The question is often asked, if not out loud, at least in people’s minds, “what does an architect do?

Most of us don’t have any experience dealing with architects. Sometimes we see them on TV or in the movies.

The work in barns and talk to horses (Mr. Ed), or the work at home and raise lots of kids (Brady Bunch). Or they live on house boats and fall in love (Sleepless in Seattle). Or they tell and endless story to their kid about meeting the kid’s mother (How I Met Your Mother).

But what do the actually do?

At our best we are experienced guides who help our clients get the buildings they want (or as close to it as they can afford and is allowed).
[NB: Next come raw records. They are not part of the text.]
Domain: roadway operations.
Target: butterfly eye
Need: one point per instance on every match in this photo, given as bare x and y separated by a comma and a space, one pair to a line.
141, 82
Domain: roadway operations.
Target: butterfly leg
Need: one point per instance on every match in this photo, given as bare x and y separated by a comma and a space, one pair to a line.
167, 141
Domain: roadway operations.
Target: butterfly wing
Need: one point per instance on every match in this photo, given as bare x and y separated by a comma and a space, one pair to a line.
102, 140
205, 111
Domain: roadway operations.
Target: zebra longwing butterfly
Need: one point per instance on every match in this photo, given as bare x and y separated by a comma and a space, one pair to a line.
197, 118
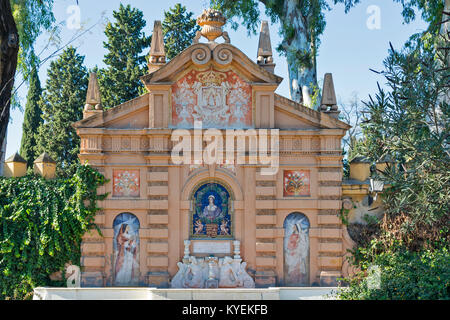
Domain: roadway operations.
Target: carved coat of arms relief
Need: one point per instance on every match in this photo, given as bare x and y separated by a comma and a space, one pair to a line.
218, 99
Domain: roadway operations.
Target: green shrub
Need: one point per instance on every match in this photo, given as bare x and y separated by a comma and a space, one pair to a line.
404, 275
42, 223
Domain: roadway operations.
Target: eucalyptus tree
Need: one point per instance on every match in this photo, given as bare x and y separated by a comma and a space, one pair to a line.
302, 23
21, 22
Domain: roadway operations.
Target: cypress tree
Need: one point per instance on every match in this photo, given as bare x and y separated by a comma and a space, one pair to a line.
32, 119
125, 60
179, 30
62, 104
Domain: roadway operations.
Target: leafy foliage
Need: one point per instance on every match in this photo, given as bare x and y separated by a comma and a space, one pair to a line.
125, 63
403, 275
409, 124
62, 104
42, 223
32, 119
31, 17
179, 29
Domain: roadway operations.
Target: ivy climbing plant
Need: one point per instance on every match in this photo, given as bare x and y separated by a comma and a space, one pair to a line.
42, 222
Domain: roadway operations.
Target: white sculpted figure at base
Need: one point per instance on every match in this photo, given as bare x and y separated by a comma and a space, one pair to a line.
195, 275
229, 272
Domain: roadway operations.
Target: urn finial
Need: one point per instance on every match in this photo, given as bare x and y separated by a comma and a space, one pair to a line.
211, 21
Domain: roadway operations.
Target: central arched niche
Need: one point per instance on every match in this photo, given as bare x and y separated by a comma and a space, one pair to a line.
211, 211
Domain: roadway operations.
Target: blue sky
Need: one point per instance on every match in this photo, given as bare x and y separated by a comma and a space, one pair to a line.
348, 47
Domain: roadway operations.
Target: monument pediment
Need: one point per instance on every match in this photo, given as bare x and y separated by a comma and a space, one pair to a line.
206, 55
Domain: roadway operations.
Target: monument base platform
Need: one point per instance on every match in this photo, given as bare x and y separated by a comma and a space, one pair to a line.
279, 293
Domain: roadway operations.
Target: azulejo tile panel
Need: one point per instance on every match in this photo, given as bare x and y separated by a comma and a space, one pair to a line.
296, 183
126, 183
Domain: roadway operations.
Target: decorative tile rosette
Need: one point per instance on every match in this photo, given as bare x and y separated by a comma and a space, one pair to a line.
296, 183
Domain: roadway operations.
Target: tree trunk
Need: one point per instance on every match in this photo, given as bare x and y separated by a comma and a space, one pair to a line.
9, 48
302, 76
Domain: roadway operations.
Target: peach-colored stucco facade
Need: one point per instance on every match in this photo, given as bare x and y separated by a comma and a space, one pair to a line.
131, 146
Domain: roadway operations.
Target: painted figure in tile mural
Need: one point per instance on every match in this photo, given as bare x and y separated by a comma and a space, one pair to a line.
211, 211
126, 245
211, 216
296, 250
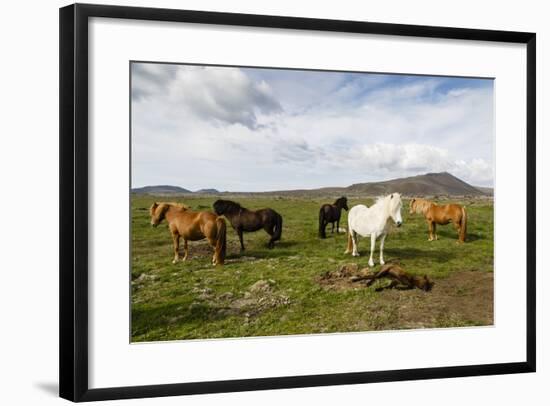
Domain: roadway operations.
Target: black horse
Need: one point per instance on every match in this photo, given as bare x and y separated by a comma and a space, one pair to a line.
330, 213
248, 220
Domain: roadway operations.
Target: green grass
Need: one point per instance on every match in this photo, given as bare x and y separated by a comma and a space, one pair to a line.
193, 299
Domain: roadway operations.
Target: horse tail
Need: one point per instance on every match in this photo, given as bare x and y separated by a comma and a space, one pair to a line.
463, 221
322, 223
278, 229
221, 243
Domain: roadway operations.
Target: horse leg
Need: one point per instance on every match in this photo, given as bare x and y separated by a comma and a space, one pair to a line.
240, 232
354, 253
457, 227
270, 229
431, 230
372, 244
185, 250
382, 239
212, 242
176, 240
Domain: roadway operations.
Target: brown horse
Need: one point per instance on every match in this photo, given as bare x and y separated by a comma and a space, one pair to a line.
330, 213
444, 214
191, 226
243, 219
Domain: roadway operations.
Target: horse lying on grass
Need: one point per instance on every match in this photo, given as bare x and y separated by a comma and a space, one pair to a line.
330, 213
400, 279
444, 214
191, 226
242, 220
373, 221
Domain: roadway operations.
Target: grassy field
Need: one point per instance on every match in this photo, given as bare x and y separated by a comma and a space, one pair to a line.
266, 292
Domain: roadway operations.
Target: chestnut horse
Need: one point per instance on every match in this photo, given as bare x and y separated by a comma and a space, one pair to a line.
243, 219
330, 213
441, 214
191, 226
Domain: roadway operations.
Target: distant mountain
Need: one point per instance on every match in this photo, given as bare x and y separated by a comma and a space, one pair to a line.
208, 191
430, 184
160, 190
442, 183
489, 191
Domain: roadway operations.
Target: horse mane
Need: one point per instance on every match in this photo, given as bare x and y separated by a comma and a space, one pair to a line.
422, 205
226, 206
156, 205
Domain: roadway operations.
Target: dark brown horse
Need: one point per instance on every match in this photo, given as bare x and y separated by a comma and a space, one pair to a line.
330, 213
243, 220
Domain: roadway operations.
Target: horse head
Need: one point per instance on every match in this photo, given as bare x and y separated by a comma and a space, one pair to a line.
342, 203
157, 212
395, 205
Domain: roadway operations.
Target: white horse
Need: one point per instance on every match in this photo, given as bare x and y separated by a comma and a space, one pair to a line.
373, 221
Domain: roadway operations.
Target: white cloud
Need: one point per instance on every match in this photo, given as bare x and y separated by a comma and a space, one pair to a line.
219, 95
235, 129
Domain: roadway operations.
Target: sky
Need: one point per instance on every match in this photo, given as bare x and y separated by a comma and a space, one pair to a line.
255, 129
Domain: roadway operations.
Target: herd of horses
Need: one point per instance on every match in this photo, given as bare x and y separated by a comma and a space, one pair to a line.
374, 222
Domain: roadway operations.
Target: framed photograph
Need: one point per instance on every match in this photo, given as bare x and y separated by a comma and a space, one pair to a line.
256, 202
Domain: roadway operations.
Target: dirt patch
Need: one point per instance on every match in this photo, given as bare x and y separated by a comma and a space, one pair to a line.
465, 298
347, 276
259, 297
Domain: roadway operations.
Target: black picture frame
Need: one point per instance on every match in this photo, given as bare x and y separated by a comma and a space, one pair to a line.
73, 132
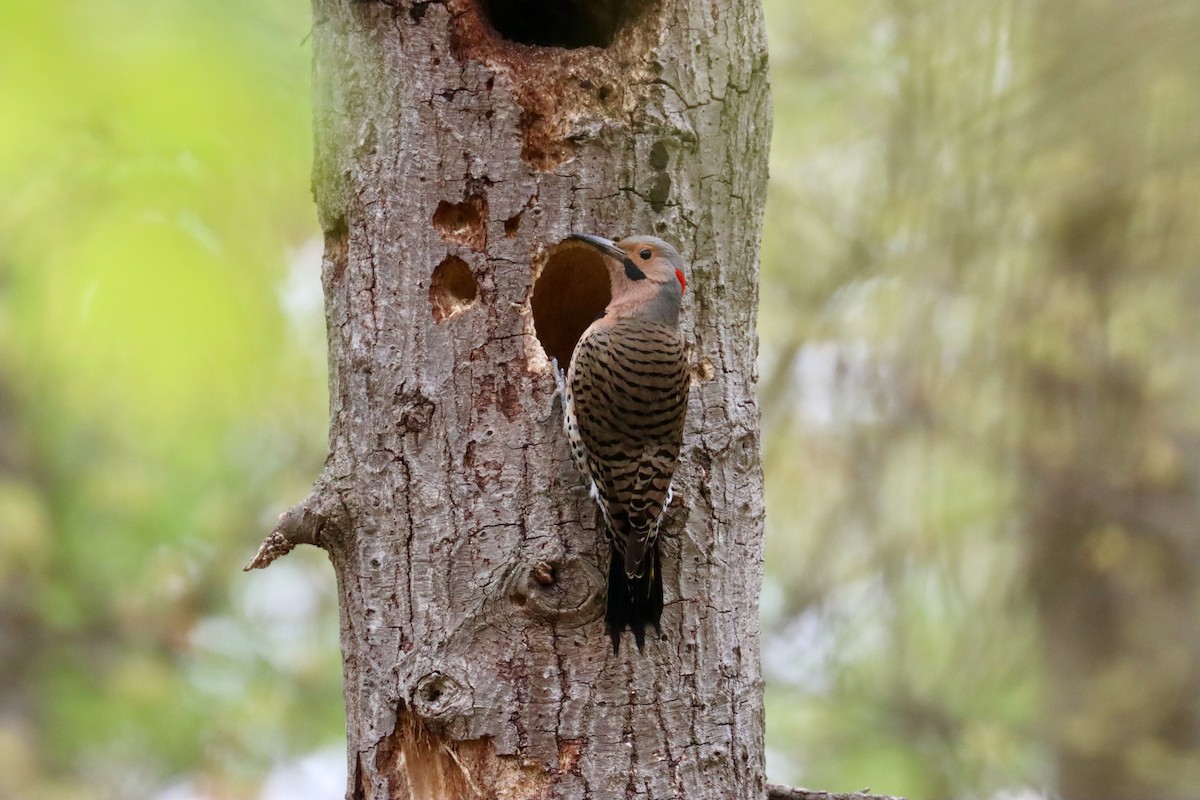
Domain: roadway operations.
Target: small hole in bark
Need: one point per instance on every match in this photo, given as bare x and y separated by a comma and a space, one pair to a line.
561, 23
513, 224
453, 289
703, 372
570, 294
465, 223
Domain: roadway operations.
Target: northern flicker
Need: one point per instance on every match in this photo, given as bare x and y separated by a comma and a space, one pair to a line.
625, 400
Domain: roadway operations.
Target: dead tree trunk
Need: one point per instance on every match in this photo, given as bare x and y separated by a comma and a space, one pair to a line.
459, 142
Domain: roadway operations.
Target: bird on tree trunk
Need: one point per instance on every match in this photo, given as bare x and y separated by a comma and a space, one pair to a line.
625, 401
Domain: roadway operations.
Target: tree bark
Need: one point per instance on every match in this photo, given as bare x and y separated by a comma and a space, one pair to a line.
457, 144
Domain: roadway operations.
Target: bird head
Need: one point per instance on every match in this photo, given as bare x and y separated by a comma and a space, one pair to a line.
646, 275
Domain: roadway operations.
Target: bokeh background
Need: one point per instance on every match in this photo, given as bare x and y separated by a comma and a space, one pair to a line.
981, 391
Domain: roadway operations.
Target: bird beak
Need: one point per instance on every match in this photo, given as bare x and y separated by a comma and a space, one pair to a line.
605, 246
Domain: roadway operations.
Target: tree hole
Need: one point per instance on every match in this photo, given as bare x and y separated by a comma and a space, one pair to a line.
453, 289
561, 23
465, 223
570, 293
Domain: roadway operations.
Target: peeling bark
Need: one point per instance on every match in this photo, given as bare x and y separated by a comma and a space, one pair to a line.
450, 166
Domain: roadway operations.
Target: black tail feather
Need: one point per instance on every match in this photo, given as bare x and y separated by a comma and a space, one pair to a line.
634, 602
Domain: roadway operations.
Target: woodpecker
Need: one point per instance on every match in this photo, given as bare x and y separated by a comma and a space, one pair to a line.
625, 401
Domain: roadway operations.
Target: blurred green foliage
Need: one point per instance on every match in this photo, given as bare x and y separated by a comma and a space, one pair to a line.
979, 395
981, 374
161, 397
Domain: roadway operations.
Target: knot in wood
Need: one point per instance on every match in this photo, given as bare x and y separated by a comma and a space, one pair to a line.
567, 591
438, 697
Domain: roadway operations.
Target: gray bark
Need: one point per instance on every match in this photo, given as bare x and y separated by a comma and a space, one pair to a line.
450, 166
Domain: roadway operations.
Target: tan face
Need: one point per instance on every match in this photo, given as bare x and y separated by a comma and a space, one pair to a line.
641, 260
655, 259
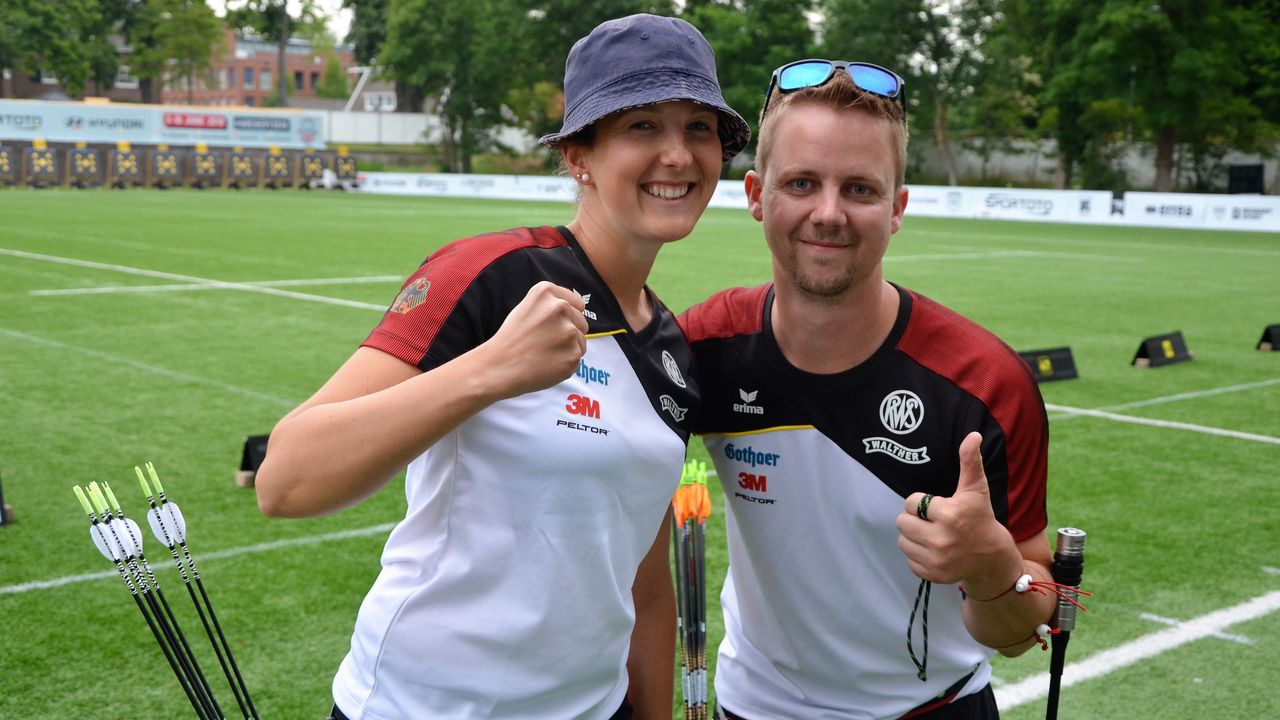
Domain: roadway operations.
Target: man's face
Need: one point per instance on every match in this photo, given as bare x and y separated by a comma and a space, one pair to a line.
827, 199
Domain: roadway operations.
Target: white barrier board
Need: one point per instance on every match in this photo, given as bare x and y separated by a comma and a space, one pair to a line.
1155, 209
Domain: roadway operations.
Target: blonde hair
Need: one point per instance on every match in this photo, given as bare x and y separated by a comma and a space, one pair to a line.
839, 92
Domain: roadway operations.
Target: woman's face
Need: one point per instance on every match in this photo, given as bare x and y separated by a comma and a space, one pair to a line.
653, 169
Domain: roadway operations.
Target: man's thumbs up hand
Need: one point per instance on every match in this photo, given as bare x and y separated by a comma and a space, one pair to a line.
958, 538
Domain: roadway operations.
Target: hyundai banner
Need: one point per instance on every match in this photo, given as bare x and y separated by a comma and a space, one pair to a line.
159, 124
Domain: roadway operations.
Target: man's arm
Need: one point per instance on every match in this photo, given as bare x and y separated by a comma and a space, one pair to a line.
652, 664
963, 542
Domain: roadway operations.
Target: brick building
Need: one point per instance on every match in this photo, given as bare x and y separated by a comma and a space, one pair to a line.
17, 85
245, 73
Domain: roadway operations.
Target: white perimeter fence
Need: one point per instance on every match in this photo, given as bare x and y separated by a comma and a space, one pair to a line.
1257, 213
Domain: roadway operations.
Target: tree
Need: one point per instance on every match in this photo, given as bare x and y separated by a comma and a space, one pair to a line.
933, 44
750, 37
368, 35
543, 32
368, 31
1260, 54
186, 39
455, 53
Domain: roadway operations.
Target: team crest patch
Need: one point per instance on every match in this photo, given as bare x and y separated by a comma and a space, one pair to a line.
412, 296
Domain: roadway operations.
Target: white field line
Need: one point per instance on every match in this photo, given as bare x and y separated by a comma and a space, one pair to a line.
1180, 396
191, 279
1170, 424
988, 254
165, 372
112, 290
1107, 244
1138, 650
1173, 621
202, 556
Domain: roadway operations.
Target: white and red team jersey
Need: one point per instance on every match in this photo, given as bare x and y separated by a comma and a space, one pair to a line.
816, 469
506, 589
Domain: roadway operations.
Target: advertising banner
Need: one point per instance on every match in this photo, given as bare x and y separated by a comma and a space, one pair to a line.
1219, 212
1215, 212
159, 124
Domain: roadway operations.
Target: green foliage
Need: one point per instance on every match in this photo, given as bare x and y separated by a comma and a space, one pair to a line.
368, 28
186, 37
752, 37
333, 82
62, 37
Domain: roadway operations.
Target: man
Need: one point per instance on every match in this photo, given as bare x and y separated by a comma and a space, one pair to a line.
871, 442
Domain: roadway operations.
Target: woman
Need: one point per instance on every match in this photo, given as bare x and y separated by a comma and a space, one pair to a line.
538, 392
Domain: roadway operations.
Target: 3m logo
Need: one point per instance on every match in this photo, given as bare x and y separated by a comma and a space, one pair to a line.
583, 405
753, 482
748, 399
901, 411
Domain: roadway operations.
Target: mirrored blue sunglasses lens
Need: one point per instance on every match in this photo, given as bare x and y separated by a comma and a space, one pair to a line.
874, 80
804, 74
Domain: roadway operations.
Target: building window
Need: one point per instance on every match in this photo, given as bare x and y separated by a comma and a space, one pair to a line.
379, 101
126, 81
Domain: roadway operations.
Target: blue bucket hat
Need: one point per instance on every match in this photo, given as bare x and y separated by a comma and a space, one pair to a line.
640, 60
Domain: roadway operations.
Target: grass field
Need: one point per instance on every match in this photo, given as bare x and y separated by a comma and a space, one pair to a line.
120, 342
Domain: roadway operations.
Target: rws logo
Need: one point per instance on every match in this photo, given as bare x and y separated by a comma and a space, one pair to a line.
901, 411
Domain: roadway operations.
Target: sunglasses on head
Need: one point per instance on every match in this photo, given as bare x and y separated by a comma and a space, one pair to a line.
816, 73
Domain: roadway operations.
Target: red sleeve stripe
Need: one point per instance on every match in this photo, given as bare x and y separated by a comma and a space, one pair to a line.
961, 351
728, 313
451, 270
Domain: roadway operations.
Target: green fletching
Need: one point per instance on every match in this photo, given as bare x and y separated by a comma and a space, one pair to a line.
95, 493
155, 478
142, 481
115, 504
80, 495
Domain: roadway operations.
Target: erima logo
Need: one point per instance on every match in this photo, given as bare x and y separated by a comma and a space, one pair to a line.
901, 411
668, 404
748, 399
586, 300
668, 363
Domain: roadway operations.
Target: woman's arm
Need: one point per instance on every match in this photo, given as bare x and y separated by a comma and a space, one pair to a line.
376, 413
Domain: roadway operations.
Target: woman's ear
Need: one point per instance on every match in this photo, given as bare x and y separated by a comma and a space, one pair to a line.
576, 160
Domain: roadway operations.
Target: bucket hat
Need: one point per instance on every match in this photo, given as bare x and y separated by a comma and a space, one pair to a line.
640, 60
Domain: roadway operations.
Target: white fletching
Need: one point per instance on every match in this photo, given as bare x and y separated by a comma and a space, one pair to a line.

We are skilled problem solvers, talented designers, experienced project managers, construction savvy, and know how to keep bureaucrats satisfied.

This is the first in an intermittent series of posts about what architects do.

A conceptual sketch for a whole house remodel in Oakland

Architects Make Drawings

Most people know that we make drawings of buildings.

And we do.

We make little diagrams of how we might solve a design problem. We make other drawings to describe solutions to clients, city’s, builders, and others. The drawings are tools we use to communicate. Some of them are simple squiggles on paper that are only meaningful to ourselves. Some of them are careful, measured drawings of potential solutions. Others are beautiful renderings of buildings used to sell the idea. And then there are the construction drawings, which many people refer to as “blue prints”.

Making drawings is only part of what we do.

This two story apartment was built so the extended family could take advantage of grandparent proximity.

Architects Specialize

Architects also are knowledgeable about various types of buildings. Like most professions, most architects specialize in certain building types. I specialize in residential additions, remodeling, and accessory dwellings.

I used to work for firms that specialized in buildings for science: teaching science, researching science, as well as pharmaceutical manufacturing. Within that firm there were architects who specialized in laboratory planning. Another firm I worked for specialized in, among other things, shopping center design. Some architects specialize in school design, hospital design, and every other kind of building you can imagine.

An accessory dwelling (back yard cottage) in Berkeley.

Specialized knowledge of specific types of buildings means we have deeper knowledge of the needs of our clients for those kinds of buildings. We also have more experience resolving the issues and challenges that are typical in those specific types of buildings.  This means we can design these projects more efficiently.

We are familiar with the requirements for the activities typical for our specialty. We are familiar with the applicable building codes, and planning codes. We are familiar with the construction methods typical for our specialty. (Building a house is very different from building a factory.)

We use our specialized knowledge to help our clients throughout the project process, from the very start, when our clients are trying to figure out how to solve the problem they have, through designing, getting permission from the city to build, right through construction.

I use my knowledge about house design and construction, and my experience adding on to and remodeling houses that were built anywhere between the late 1800’s to today, to help my clients transform their problem houses into their dream homes.

In future posts in this series, I will be writing about the other things that architects do for their clients.